The chairman noted that total assets also increased significantly by 34 per cent to N8.48 trillion, from N6.35 trillion.
“In spite the COVID-19 pandemic and its associated challenges, the group managed to create new viable risk assets as gross loans grew by 19 per cent, from N2.46 trillion to N2.92 trillion.”
Redoubled efforts by Ecobank Group paid off, with the pan African financial institution posting revenue of N641.8 billion for the year ended December 31, 2020, representing nine per cent increase compared with N586.9 recorded in the corresponding period of 2019.
According its audited report submitted to the Nigeria Stock Exchange (NSE) last week, the lender also defied the harsh operating environment that characterized the turbulent year to record impressive performance in other key financial indices.
Further details of the report revealed stable gross earnings of N841.1 billion from N842.5 in 2019. The operating income before impairment losses increased by 20 per cent, from N198.6 billion to N239.1 billion during the year under review. Also, total asset of the bank nudged up to N10.4 trillion in the year ended from N8.6 trillion in the corresponding year of 2019, representing 20 percent increase.

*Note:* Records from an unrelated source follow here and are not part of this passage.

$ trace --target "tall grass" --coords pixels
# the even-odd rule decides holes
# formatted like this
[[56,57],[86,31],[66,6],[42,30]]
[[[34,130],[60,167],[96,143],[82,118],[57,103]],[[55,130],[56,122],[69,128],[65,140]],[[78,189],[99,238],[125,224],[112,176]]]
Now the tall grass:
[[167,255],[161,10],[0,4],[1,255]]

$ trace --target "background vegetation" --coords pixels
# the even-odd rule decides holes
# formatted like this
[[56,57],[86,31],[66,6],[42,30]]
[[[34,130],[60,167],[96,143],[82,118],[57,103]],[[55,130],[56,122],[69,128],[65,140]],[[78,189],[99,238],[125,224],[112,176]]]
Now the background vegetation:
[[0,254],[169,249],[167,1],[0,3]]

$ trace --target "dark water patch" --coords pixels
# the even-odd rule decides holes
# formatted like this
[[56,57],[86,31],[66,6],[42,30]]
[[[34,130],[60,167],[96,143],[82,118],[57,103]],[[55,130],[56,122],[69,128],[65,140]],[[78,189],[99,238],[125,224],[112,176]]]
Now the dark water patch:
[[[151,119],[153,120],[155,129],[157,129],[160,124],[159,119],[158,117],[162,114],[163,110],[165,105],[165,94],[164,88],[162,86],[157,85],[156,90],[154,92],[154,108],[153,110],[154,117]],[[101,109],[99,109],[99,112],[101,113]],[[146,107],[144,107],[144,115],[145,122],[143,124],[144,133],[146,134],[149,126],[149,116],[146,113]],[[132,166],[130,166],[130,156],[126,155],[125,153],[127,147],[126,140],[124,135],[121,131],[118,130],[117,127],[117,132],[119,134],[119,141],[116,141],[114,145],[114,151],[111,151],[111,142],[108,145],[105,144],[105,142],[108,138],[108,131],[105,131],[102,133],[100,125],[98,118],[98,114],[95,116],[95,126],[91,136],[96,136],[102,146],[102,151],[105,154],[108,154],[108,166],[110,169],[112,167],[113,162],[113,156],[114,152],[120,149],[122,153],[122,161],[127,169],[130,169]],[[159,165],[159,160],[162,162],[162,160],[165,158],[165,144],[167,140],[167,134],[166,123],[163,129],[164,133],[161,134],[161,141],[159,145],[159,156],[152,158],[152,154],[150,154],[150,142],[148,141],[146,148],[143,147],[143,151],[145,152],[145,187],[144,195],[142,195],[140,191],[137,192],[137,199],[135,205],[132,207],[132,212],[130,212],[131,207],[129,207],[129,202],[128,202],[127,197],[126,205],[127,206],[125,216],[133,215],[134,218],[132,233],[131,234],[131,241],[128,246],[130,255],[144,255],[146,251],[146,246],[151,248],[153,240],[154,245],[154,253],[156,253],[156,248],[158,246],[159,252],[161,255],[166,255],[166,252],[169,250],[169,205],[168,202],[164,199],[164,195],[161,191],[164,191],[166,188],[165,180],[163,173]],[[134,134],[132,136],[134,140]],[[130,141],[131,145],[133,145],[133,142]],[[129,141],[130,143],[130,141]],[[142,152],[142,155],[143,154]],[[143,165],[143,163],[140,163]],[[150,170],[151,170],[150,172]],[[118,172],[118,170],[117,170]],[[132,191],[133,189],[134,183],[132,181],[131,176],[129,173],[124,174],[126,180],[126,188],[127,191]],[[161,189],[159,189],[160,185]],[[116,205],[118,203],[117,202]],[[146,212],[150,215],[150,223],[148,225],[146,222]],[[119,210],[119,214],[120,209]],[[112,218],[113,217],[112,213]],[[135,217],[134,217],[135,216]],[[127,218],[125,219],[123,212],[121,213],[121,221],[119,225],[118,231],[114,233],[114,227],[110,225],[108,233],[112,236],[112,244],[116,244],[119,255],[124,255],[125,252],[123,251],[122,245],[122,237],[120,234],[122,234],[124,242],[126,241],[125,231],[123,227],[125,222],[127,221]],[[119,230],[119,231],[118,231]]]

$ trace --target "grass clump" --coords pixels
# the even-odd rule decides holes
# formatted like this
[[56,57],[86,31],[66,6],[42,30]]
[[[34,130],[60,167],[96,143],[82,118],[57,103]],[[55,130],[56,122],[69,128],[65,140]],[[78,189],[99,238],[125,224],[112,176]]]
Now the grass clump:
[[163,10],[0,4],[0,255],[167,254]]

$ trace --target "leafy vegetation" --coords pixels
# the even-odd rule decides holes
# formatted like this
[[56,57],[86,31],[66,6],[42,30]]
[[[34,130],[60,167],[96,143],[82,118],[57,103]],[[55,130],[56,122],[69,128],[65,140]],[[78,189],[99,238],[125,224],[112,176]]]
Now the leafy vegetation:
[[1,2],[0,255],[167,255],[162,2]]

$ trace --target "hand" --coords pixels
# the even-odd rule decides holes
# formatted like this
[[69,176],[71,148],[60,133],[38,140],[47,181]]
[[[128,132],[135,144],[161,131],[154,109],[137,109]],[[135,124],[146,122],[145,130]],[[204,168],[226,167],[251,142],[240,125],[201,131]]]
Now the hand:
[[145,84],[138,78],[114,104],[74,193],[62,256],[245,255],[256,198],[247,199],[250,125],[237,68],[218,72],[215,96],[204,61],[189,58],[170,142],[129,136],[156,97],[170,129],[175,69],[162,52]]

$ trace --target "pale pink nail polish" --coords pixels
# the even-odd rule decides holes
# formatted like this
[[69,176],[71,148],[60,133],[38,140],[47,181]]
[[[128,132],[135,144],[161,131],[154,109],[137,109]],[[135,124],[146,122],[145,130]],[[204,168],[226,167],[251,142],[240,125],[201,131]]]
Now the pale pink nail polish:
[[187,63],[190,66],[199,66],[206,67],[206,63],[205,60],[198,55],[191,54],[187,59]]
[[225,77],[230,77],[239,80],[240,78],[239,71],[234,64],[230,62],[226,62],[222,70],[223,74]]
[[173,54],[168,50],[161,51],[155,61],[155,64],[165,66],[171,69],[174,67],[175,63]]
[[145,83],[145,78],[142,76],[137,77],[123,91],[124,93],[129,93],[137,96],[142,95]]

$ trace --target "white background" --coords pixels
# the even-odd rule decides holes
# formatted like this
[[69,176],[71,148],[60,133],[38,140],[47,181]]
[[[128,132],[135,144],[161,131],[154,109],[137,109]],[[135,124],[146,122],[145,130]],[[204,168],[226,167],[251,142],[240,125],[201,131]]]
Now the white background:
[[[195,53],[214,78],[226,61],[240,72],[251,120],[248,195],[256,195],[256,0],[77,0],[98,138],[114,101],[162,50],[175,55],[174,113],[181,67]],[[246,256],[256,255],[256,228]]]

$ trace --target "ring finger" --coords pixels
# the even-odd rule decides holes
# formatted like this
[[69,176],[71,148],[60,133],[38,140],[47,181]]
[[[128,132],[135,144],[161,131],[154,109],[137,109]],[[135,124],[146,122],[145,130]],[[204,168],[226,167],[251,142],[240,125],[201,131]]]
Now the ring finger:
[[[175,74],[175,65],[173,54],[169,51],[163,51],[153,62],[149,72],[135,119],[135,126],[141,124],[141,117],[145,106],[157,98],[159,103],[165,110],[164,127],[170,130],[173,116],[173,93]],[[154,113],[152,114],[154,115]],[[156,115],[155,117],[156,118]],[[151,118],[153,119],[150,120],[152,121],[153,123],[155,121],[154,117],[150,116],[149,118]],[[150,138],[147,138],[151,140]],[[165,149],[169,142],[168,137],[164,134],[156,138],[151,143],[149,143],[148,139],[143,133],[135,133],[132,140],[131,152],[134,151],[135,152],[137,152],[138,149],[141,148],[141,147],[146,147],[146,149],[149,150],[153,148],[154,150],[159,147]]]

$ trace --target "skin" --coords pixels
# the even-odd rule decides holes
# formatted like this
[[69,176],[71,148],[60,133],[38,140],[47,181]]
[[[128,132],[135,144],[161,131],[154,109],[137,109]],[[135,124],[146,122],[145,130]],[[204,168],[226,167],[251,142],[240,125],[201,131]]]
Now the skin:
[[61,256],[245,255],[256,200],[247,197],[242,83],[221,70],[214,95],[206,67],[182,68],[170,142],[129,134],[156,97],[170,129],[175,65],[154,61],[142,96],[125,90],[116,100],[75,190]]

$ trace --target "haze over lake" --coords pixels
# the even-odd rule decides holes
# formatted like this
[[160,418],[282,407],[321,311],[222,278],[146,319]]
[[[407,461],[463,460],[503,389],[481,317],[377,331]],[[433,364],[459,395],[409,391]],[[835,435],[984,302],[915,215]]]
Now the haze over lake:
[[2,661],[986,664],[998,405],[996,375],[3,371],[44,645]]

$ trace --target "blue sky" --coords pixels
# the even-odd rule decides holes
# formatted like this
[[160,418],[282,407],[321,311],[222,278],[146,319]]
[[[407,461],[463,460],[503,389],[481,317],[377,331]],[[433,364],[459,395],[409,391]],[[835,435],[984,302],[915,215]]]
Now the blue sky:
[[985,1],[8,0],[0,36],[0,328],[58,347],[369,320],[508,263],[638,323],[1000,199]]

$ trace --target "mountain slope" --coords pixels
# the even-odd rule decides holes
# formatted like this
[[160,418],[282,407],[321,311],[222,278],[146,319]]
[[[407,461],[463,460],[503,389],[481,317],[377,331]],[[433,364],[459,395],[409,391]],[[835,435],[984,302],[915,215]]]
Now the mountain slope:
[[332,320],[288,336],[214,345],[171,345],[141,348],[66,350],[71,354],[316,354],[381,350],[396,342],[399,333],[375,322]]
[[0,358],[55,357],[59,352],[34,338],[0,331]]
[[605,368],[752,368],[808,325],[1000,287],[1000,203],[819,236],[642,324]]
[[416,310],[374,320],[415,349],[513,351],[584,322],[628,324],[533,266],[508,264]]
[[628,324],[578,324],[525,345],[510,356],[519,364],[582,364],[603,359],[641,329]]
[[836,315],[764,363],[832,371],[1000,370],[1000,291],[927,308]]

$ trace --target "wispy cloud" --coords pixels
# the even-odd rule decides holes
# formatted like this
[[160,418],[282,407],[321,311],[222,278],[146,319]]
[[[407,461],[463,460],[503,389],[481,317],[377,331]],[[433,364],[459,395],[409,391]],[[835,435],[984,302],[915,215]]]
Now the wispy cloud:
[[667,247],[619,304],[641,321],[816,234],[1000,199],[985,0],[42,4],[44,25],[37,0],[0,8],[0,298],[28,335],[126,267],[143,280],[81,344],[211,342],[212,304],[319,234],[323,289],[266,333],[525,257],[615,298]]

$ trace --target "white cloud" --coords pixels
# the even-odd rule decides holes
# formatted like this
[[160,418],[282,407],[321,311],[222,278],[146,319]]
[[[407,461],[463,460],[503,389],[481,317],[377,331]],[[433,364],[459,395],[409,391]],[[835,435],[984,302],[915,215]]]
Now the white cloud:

Profit before goodwill impairment, however, went down by 12 percent to N129.1 billion as against N 146.5 billion recorded in the corresponding period of 2019, just like Profit before tax dipped to N66.6 billion from N146.5 billion reported in 2019 while Profit after tax closed at N33.7 billion.
“This is a reflection of the power of our pan-African diversified one-bank business model” says Ade Ayeyemi, Ecobank Group CEO.
Ayeyemi further said: “2020 was a year which tested the resilience of the human spirit in rising to the many challenges as governments, businesses and households’ unrelentingly strove to keep citizens, clients and loved ones safe. I am proud of Ecobankers’ hard work and continued service to our customers and the support we provide to the communities we serve.”